With respect to mining of uranium in Sweden, the legislative process is as follows. Should a company wish to begin mining, permitting follows a process determined by the uranium grade or production quantity. If the uranium grade is less than 200ppm or production is less than 5 kg then the normal mining law is followed without any specific concern about the uranium content. If the grade or production quantity is higher, the permitting process will follow the law concerning "nuclear technical activity". In such cases the application to mine must pass to the government for decision making, as directed by the Swedish Environmental Code (Chapter 17 Section 1).

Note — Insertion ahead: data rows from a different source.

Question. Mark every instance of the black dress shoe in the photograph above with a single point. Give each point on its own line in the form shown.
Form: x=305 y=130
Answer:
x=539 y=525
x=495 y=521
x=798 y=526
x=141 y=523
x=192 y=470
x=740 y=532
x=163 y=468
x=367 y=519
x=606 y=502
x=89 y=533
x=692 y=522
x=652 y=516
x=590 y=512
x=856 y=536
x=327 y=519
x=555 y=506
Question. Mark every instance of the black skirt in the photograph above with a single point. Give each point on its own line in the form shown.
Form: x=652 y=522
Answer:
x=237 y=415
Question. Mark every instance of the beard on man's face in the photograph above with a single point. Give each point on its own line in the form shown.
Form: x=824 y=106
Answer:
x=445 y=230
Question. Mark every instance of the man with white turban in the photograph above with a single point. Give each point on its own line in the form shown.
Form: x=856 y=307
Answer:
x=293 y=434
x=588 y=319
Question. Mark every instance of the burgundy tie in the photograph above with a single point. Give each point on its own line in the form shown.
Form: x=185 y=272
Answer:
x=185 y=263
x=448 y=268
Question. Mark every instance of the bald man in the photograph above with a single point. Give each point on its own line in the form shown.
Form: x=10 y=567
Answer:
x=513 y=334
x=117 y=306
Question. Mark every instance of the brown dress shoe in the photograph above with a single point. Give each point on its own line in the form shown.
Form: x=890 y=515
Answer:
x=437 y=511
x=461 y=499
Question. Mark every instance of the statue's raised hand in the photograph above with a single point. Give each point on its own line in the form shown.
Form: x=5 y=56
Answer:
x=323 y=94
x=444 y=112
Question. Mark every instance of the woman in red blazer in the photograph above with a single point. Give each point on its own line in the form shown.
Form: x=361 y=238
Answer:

March 2007: The Christian Democrats changed their policy to explicitly disown the phase-out and allow for new reactors being built after 2010.
January 2008: As many as 48% of the Swedes are in favour of building new nuclear reactors, 39% are opposed and 13% are undecided. This is in contrast to the stance of the political parties in Sweden, the only one in favour of building new reactors is the 7.5% Liberal party [http://en.wikipedia.org/wiki/Folkpartiet].
Early in 2008: Leaders of the Liberal Party called for construction of four new reactors at existing sites as replacements for those which would be retired in the 2020s. They also called for a policy focus on electric vehicles rather than biofuels.
2008: Sweden is the 5th most active uranium exploration country worldwide based on reported projects (after Australia, Canada, US, Mongolia). 24 companies have applied for uranium exploration permits in Sweden. New guidance laws created by the Nuclear Inspectorate SSI for uranium explorers.
2008: Sweden now has 10 nuclear power reactors providing almost half its electricity from 9000 MWe of capacity representing approximately 50% of total electricity production. Sweden imports 1,500t of uranium annually
Feb 2009: Sweden lifts ban on nuclear power. Swedish government announced plans to overturn a near 30-year ban on atomic plants as part of a new drive to increase energy security and combat global warming.
June 2009: Sweden picks site to bury nuclear waste for 100,000 years. The world's first permanent nuclear waste storage sites that can house highly radioactive waste for more than 100,000 years will be built in Sweden, project officials said on Wednesday. The waste will be buried in tunnels drilled 500 metres (1,640 feet) underground in the bedrock in Forsmark, near the town of Oesthammar 200 kilometres (125 miles) north of Stockholm, the Swedish Nuclear Fuel and Waste Management Company (SKB) said. Construction on the cutting-edge site could begin in 2016 and the site could be inaugurated in 2022 or 2024, according to SKB.
September 2009: Swedish Prime Minister Fredrik Reinfeldt says he is not against uranium mining in Sweden - a deviation from his conservative moderate party's earlier negative standpoint and the views of some anti-nuclear power critics in his own center-right government.
June 17 2010: Sweden's parliament passed a landmark government proposal allowing the replacement of nuclear reactors at the end of their life span. The plan entails that new reactors can be built at the same site as today's three existing plants when they wind down, but no new sites will be approved and the number of reactors in the Scandinavian country will not be permitted to exceed 10.
July 10 2010: A decision in Sweden's parliament, the Riksdag, to allow old nuclear reactors to be replaced has broad support among Swedes. Overall 72 percent of people surveyed supported the decision while 28 percent are opposed.